Many studies demonstrate no difference in contracture rates when the implant is over or under the muscle. However, a review study by Egeberg and Sørensen suggested that subglandular breast augmentation carries more than twice the risk of capsular contracture that the submuscular technique does. Results were derived from a meta-analysis of 10 studies, involving a total of 17,520 breast implants.[1]
Vitamin E and zafirlukast (Accolate) are believed by some to reduce the incidence of capsular contracture. The author's incidence of capsular contracture with 2500 subglandular augmentations is between 5% and 7%.[5, 6]
Although this occurs more frequently in patients who have thin breast tissue following pregnancy or who have deep stretch marks, it can occur in any patient. Silicone implants have a much lower incidence of rippling because the gel adheres to the elastomer lining, which helps to keep it from rippling. Hydrogel, where available, also results in less rippling.[5]
A study by Weck Roxo et al found that at 12-month postoperative follow-up, women who underwent subglandular breast augmentation (24 patients) demonstrated significant atrophy of the breast parenchyma. In contrast, women who underwent submuscular breast augmentation (24 patients) demonstrated significant atrophy of the pectoralis major muscle.[7]
A retrospective study by Hauch et al reported that the investigators’ technique for subpectoral repositioning of subglandular implants can be successfully performed on patients who present with complications of implant surgery years after subglandular augmentation. The patients, who presented a mean 18 years after their initial operation, had experienced “slide-down” deformity, along with complications such as capsular contracture, implant wrinkling, and enlarged areolas. Instead of using an acellular dermal matrix (ADM) or a mesh, the procedure, employing a partial capsulectomy, retained the inferior and posterior sections of the capsule to serve in place of the ADM or mesh. This ensured that the implant was adequately covered and avoided window shading of the pectoralis major muscle. Twenty-four patients were included in the study, of which, at average 3.1-year follow-up, two individuals underwent minor revisions under local anesthesia, with two more revisions (to correct malposition in one patient and to insert larger implants in the other) performed under general anesthesia.[8]
The implant manufacturers state that their products are not meant to be lifetime devices, but because of their long-term guarantees of replacement, they obviously hope that they will be used over the patient's life.

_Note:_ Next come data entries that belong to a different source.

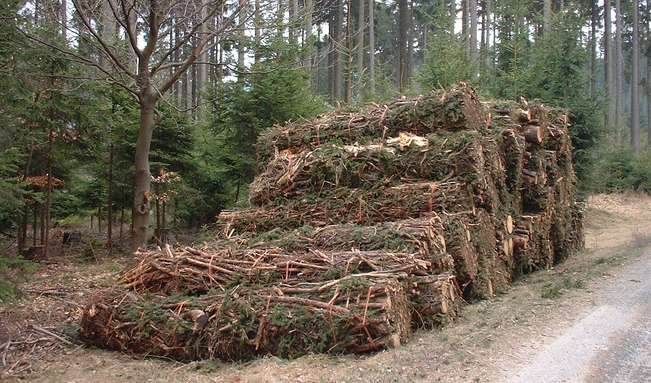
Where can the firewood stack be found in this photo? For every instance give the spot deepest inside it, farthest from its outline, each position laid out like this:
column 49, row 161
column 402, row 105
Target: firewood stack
column 363, row 226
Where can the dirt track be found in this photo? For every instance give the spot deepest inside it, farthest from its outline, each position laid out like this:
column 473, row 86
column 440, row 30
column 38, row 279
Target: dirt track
column 587, row 320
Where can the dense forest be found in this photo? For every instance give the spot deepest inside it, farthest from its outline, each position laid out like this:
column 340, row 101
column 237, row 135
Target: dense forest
column 140, row 116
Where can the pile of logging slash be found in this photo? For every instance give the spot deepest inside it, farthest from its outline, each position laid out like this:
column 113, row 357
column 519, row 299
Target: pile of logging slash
column 363, row 227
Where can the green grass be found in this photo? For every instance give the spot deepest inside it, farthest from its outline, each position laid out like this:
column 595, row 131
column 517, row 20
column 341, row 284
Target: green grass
column 553, row 290
column 12, row 271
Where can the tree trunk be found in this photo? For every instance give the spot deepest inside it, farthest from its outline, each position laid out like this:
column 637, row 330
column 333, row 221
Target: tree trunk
column 619, row 76
column 109, row 203
column 648, row 74
column 241, row 50
column 48, row 197
column 371, row 47
column 337, row 45
column 361, row 23
column 403, row 10
column 35, row 223
column 124, row 202
column 63, row 16
column 593, row 48
column 257, row 19
column 609, row 69
column 635, row 86
column 474, row 57
column 464, row 20
column 202, row 68
column 307, row 29
column 348, row 95
column 142, row 180
column 547, row 17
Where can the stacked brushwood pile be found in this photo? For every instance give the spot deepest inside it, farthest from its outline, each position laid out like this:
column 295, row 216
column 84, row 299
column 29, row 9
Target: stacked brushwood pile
column 363, row 226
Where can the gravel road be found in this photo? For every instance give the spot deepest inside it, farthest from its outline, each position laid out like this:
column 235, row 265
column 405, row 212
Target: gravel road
column 611, row 343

Overall, the author has found a high degree of patient satisfaction with subglandular placement of breast implants and recommends that approach. Whatever the complications with hardness or rippling, almost no one asks for the removal of the implants.
Results are shown in the images below.
A literature review by Azzi et al indicated that in women who develop breast cancer subsequent to breast augmentation, patient prognosis is not linked to implant location. Among breast cancer patients in the study, 26.5% of women with subglandular implants had tumors 2-5 cm in size, compared with 9.9% of women with subpectoral implants; the frequency of stage 2 tumors also varied (42.9% vs 23.7%, respectively). According to the investigators, these results suggest that radiologic detection of early tumors is delayed by increased distortion from subglandular implants. However, the study also found that lymphovascular invasion, as well as the frequency of tumors over 5 cm in size or that were diagnosed as stage 3, did not differ significantly between subglandular and subpectoral implant patients.[9]